"Siti oscurati. Tutto è possibile quando di tratta di affari"
"Siti oscurati. Tutto è
possibile quando di tratta di affari"
La notizia: «La
polizia, coordinata dalla procura della Repubblica di Roma e dalle Agenzie
europee Eurojust ed Europol, sta eseguendo la più vasta operazione antipirateria
mai condotta nel settore delle Iptv (web tv) illegali, che consentono di
usufruire gratuitamente di canali satellitari a pagamento. L'operazione
interessa numerosi Paesi europei: in Italia sono coinvolti 5 milioni di utenti,
che saranno ora oscurati. Si tratta di un volume d'affari di 2 milioni di euro
al mese. La Guardia di Finanza ha sequestrato la nota
piattaforma 'Xstream Codes' oscurando i circa 700 mila utenti che ne
usufruivano » (Ansa.it 18
settembre).
Come si vede, non si
esita a dispiegare forze in grande stile quando si tratta di soldi, affari e
multinazionali.
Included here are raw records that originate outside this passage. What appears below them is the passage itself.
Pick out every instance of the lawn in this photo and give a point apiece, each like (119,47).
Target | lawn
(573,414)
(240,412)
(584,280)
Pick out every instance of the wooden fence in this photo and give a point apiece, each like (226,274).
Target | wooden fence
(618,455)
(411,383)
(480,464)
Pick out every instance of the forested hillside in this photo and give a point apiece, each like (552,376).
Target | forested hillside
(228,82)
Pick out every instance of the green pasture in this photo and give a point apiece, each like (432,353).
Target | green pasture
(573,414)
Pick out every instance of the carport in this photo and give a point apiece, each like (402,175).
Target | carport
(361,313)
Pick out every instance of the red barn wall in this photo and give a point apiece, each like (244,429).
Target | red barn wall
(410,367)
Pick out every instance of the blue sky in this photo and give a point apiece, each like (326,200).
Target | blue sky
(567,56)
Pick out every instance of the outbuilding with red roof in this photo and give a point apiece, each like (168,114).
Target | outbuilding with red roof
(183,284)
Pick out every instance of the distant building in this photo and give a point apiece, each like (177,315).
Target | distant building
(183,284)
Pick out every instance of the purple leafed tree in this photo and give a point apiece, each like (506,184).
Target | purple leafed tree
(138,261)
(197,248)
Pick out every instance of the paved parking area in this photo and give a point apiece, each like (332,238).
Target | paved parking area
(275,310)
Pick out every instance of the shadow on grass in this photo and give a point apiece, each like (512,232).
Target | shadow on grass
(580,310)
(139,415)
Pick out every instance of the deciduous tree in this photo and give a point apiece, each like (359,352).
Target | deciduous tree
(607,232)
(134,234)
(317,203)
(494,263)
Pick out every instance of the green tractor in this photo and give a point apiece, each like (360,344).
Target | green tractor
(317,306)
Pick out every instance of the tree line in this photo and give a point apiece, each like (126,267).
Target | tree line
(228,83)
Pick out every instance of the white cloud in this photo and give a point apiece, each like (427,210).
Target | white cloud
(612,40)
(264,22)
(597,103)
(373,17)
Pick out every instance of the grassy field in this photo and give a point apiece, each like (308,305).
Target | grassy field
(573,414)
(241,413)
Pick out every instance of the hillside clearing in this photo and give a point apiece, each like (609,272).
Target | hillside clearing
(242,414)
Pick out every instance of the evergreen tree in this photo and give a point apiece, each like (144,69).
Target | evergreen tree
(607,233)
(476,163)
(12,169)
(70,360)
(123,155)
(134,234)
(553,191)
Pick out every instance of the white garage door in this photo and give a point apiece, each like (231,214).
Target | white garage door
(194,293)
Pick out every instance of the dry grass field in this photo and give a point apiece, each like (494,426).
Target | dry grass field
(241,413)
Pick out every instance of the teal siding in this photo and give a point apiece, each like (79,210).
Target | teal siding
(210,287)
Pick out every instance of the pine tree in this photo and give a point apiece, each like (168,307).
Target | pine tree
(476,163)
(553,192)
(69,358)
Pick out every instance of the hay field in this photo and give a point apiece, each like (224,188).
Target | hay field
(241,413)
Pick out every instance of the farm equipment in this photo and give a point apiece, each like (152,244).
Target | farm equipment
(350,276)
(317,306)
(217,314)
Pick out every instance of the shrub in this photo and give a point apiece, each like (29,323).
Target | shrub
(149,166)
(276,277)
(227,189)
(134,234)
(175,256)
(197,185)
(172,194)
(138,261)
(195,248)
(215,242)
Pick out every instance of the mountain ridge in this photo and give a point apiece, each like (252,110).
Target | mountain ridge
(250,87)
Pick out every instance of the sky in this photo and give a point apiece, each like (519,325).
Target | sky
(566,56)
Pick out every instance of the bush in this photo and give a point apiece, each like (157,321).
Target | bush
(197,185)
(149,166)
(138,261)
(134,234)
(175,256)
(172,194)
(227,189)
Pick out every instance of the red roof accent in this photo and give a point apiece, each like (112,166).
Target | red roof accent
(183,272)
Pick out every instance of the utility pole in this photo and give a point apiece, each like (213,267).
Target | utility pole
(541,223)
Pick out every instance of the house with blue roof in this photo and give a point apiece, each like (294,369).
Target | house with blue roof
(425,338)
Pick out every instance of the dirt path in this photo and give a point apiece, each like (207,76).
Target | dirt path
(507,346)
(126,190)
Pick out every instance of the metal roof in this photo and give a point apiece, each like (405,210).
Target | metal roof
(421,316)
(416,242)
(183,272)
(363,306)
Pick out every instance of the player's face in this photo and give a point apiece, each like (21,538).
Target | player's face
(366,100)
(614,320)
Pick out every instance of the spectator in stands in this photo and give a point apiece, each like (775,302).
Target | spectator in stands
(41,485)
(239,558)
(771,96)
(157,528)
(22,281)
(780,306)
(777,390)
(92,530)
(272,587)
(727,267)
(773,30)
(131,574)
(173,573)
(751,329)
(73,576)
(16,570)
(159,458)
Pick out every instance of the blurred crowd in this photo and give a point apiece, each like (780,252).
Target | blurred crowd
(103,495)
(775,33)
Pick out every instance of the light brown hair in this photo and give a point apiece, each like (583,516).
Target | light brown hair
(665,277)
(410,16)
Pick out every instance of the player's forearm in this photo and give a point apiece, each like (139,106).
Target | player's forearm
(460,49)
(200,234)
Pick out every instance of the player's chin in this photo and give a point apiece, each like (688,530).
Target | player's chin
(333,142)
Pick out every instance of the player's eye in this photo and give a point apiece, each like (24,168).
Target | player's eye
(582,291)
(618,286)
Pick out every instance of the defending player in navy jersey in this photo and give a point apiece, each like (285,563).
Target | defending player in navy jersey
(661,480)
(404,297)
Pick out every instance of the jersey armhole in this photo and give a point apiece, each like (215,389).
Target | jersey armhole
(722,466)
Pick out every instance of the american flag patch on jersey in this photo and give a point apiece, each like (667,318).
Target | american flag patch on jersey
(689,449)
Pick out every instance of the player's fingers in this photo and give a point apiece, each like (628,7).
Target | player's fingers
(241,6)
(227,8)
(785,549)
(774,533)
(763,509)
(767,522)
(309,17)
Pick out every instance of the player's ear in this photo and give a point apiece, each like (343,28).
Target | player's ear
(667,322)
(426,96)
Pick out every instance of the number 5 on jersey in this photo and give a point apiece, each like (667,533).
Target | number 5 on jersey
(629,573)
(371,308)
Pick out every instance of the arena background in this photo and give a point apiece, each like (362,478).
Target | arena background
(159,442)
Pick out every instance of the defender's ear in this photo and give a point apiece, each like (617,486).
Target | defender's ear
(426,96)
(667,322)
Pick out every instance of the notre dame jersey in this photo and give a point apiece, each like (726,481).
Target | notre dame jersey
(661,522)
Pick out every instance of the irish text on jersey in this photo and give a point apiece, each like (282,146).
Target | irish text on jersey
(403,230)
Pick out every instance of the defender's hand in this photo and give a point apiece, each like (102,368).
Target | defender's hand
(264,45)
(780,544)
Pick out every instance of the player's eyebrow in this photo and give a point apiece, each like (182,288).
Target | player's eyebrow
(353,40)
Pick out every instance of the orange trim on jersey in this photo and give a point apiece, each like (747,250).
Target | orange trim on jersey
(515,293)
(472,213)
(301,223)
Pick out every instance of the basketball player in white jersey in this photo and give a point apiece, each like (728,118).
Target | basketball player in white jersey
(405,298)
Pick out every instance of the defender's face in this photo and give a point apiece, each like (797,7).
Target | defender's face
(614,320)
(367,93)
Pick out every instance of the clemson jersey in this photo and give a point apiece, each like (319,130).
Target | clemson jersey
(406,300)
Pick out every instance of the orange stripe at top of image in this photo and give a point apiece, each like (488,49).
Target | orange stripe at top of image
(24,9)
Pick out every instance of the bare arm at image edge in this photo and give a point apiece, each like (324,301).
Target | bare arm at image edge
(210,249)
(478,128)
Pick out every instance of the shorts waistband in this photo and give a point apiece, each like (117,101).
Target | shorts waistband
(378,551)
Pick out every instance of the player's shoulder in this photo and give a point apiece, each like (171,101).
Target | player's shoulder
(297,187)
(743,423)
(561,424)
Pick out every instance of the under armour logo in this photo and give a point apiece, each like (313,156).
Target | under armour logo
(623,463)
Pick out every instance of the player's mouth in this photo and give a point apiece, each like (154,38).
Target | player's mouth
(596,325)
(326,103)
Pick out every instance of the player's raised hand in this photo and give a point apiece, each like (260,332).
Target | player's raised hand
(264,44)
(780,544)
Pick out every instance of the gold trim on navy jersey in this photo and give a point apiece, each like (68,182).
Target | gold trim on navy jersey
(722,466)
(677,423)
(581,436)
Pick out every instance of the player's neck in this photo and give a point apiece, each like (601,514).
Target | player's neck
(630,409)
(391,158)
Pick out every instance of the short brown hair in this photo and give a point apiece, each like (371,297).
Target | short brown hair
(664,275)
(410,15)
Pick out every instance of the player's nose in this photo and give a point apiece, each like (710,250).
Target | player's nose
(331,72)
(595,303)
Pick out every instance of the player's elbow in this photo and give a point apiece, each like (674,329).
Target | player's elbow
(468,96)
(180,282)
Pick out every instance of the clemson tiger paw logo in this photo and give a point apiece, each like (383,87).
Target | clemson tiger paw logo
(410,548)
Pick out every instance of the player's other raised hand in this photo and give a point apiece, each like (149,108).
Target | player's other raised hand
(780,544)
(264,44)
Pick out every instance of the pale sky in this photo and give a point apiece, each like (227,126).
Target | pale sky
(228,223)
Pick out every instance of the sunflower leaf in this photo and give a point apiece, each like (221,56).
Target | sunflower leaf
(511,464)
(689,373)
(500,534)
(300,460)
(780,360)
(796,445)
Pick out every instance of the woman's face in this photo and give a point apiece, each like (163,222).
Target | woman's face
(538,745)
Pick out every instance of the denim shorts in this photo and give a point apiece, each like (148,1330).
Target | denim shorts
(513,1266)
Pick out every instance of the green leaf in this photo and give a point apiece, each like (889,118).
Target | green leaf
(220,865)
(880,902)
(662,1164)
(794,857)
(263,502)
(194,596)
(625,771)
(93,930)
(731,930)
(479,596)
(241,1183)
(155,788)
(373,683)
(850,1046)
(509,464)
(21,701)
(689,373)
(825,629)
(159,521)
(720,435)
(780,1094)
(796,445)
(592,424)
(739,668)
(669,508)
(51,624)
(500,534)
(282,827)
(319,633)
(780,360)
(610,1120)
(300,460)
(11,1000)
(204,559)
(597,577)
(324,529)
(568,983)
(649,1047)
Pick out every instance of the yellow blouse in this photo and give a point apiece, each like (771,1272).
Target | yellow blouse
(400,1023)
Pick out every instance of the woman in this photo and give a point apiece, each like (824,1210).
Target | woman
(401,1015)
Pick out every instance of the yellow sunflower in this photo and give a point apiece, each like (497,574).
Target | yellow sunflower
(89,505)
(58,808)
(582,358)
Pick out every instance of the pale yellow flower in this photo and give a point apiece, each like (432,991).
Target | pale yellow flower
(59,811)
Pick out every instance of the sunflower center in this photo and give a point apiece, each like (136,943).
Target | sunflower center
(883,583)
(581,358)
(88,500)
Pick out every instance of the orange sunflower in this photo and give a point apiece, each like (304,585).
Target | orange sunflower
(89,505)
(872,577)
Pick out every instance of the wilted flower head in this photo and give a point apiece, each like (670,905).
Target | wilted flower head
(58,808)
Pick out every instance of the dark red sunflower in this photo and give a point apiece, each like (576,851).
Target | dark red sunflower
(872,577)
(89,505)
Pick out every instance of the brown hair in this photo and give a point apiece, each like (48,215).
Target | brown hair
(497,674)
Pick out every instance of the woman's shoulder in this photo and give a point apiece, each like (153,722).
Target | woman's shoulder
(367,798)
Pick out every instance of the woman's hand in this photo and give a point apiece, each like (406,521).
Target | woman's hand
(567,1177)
Siti oscurati e sequestrati, anche con sede all'estero, arresti,
utenti che rischiano il carcere. Allora si può? Allora è tecnicamente possibile
perseguire siti e utenti che commettono un reato su internet? Certo che
si.
Come mai però nessuno
oscura i siti di pornografia non consensuale? Come mai nessuno pensa a
perseguire gli utenti che pubblicano e commentano foto e video che stanno lì
illegalmente? La
differenza? Nel primo caso si vogliono tutelare interessi molto fruttuosi, nel
secondo caso a nessuno importa niente
delle donne rovinate da questi siti che
continuano a pullulare indisturbati.